Reprinted from Cultured: How Ancient Foods Can Feed Our Microbiome by arrangement with Avery, an imprint of Penguin Publishing Group, a division of Penguin Random House LLC. Copyright © 2019, Katherine Harmon Courage.
Greek cuisine can be beautiful for its simplicity and its purity of ingredients. This is a recipe for a simple salad inspired by my meals in the Greek countryside and a prebiotic-filled recipe from the Stanford scientists Justin and Erica Sonnenburg’s book The Good Gut. This dish works as a side or can be served on its own for a filling lunch.
- chickpeas (just half a cup of which has more than a third of the daily recommended amount of fiber)

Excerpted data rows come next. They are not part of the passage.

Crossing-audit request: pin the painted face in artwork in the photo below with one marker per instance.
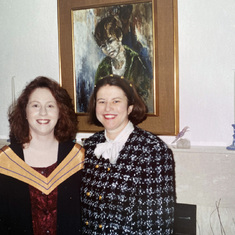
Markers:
(112, 47)
(112, 109)
(42, 112)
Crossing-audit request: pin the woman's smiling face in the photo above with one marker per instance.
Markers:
(42, 112)
(112, 109)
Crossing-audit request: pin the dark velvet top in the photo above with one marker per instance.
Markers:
(44, 207)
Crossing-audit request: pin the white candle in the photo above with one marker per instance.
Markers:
(13, 89)
(234, 98)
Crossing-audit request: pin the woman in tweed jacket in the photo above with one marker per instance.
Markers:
(128, 183)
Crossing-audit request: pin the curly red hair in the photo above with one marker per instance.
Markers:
(67, 125)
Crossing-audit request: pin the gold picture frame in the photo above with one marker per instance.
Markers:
(165, 119)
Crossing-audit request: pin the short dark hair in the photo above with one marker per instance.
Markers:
(139, 111)
(107, 26)
(66, 127)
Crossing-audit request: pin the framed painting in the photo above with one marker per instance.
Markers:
(148, 30)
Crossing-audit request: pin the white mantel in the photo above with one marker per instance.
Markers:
(205, 176)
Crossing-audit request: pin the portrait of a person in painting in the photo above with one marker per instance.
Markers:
(120, 59)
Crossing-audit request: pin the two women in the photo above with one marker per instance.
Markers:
(128, 179)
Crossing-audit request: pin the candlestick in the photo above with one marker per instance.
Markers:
(13, 89)
(234, 96)
(232, 146)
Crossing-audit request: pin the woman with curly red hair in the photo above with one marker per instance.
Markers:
(40, 170)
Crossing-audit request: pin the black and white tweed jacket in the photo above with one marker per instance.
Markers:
(134, 196)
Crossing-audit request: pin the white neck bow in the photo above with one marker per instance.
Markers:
(111, 148)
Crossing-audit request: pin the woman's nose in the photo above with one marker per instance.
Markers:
(43, 110)
(108, 106)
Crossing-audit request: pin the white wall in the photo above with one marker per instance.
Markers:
(29, 47)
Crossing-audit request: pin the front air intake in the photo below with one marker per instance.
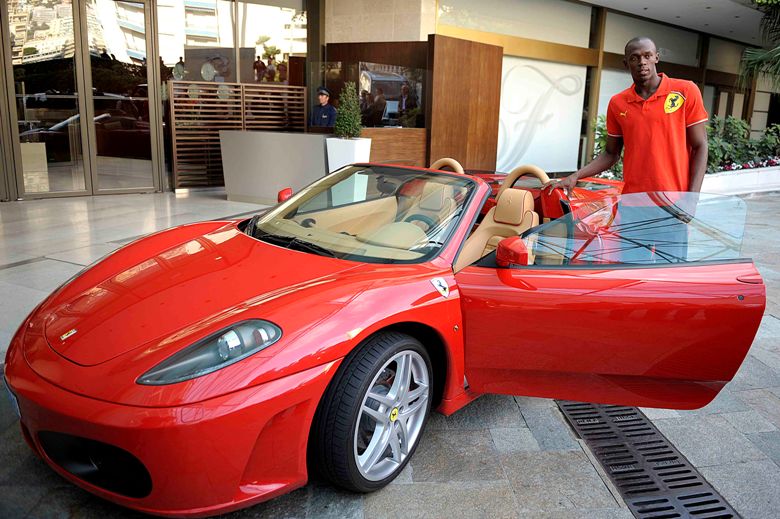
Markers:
(98, 463)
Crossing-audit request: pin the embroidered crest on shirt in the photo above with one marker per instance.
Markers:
(673, 102)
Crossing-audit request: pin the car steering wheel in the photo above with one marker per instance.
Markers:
(427, 220)
(447, 161)
(525, 169)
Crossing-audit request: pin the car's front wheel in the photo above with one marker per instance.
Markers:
(374, 412)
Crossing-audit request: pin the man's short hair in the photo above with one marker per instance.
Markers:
(637, 39)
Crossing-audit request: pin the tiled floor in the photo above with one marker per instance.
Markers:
(501, 456)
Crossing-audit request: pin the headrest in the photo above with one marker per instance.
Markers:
(512, 205)
(432, 198)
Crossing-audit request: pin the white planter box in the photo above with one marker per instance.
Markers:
(347, 151)
(742, 181)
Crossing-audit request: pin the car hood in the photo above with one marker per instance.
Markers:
(157, 287)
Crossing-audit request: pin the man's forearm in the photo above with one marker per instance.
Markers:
(698, 167)
(601, 163)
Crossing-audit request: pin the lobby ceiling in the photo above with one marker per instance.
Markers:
(732, 19)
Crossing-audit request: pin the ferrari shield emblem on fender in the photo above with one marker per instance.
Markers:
(68, 334)
(673, 102)
(441, 285)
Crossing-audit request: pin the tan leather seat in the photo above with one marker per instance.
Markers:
(512, 215)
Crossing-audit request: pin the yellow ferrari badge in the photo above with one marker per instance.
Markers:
(673, 102)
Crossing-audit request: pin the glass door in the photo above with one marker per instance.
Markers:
(46, 98)
(120, 126)
(80, 118)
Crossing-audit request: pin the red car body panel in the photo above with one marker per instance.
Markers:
(690, 329)
(239, 435)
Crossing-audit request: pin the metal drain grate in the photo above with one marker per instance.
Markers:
(655, 480)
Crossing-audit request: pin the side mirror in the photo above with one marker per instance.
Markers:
(511, 251)
(284, 194)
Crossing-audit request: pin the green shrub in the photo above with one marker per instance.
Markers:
(348, 123)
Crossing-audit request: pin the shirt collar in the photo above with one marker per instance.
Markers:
(663, 89)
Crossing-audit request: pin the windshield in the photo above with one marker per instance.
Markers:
(369, 213)
(642, 229)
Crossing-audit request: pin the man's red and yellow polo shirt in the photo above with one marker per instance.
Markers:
(656, 154)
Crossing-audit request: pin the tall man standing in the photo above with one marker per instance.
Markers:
(659, 121)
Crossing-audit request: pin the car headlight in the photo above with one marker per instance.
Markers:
(216, 351)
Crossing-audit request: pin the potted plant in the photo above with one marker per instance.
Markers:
(347, 147)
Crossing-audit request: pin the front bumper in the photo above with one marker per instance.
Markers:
(214, 456)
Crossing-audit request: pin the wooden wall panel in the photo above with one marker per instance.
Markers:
(405, 146)
(462, 102)
(413, 54)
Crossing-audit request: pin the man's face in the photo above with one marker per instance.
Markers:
(640, 59)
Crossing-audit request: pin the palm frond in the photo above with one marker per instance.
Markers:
(761, 61)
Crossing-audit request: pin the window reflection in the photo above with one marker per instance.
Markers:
(42, 49)
(269, 36)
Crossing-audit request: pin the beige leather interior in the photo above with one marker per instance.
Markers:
(512, 215)
(519, 171)
(448, 161)
(435, 203)
(352, 218)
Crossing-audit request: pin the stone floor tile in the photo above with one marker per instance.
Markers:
(18, 500)
(748, 422)
(708, 440)
(289, 506)
(456, 455)
(529, 402)
(603, 513)
(43, 276)
(658, 414)
(513, 440)
(768, 443)
(70, 501)
(556, 480)
(754, 374)
(765, 402)
(770, 327)
(436, 422)
(84, 255)
(17, 303)
(751, 488)
(550, 429)
(329, 502)
(725, 402)
(486, 412)
(467, 500)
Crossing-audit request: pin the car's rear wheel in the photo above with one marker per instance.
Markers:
(374, 412)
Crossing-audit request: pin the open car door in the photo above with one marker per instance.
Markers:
(640, 299)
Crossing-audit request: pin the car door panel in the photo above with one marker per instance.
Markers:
(663, 336)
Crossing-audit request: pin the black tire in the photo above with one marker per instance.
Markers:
(334, 433)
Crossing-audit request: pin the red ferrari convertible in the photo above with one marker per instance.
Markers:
(212, 366)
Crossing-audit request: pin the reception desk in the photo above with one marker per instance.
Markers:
(257, 165)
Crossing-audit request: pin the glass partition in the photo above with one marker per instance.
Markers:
(120, 97)
(46, 97)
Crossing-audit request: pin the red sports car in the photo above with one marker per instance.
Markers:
(212, 366)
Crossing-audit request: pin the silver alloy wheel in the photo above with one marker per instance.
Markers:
(391, 415)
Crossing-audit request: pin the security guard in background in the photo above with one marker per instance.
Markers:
(323, 114)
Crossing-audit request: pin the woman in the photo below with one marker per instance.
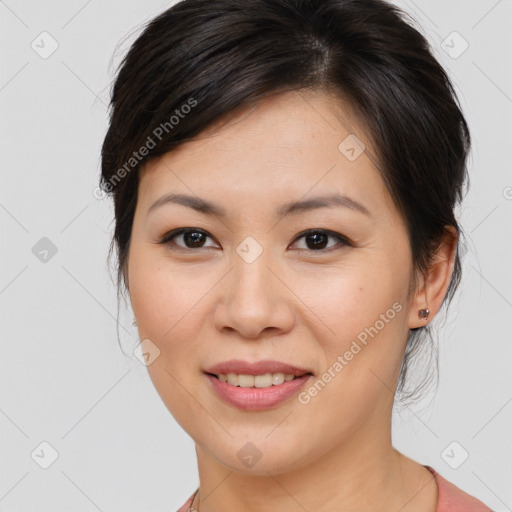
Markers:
(284, 174)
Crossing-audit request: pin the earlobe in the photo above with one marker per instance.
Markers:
(431, 293)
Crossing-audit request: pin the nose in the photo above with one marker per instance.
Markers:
(254, 300)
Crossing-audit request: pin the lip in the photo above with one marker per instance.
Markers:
(257, 399)
(241, 367)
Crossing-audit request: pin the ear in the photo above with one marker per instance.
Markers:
(434, 284)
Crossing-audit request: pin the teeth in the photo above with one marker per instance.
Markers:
(258, 381)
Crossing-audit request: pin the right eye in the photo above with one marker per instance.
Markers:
(192, 238)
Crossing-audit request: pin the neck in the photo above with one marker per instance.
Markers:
(354, 475)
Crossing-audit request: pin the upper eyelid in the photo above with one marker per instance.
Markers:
(180, 231)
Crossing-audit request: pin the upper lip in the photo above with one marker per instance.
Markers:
(241, 367)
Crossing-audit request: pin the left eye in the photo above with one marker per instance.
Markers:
(316, 239)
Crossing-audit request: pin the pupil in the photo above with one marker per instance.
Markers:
(194, 237)
(318, 244)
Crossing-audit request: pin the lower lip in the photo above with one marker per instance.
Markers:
(257, 399)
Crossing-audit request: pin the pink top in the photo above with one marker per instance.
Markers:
(451, 498)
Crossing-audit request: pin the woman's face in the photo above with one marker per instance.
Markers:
(247, 284)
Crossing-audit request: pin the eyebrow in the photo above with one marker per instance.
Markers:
(209, 208)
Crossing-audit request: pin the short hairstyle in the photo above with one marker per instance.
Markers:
(218, 56)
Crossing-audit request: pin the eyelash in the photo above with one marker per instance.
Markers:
(343, 240)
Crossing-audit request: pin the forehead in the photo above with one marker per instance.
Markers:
(289, 143)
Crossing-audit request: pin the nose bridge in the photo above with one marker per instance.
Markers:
(252, 300)
(251, 276)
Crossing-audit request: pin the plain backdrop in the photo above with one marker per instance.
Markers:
(108, 441)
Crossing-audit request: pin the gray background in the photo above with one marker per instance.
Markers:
(64, 378)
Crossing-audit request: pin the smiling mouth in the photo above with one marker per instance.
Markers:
(257, 381)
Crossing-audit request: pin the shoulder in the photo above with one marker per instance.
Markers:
(188, 503)
(453, 499)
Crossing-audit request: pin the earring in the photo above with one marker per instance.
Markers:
(423, 313)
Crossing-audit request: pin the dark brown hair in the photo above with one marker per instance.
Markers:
(201, 59)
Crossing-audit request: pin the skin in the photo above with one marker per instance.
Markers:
(201, 306)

- horta (no foraging required: you can use dandelion, mustard, and/or other greens from the market)
- bell pepper (any color)
- red onion
- olives (pits removed)
- lemon juice
- olive oil
- feta cheese*
- salt and pepper
Cook chickpeas or used drained canned ones. Place about four cups in a large bowl.. Slightly wilt a bunch or two of greens (the more variety, the better) with a little water on the stovetop or in the microwave. Core and chop one or two bell peppers. Finely slice half a red onion. Halve the olives. Combine the vegetables in a large bowl with the chickpeas and stir to mix. Squeeze lemon juice and drizzle olive oil over the top. Toss to coat. Top with feta cheese* and salt and pepper to taste.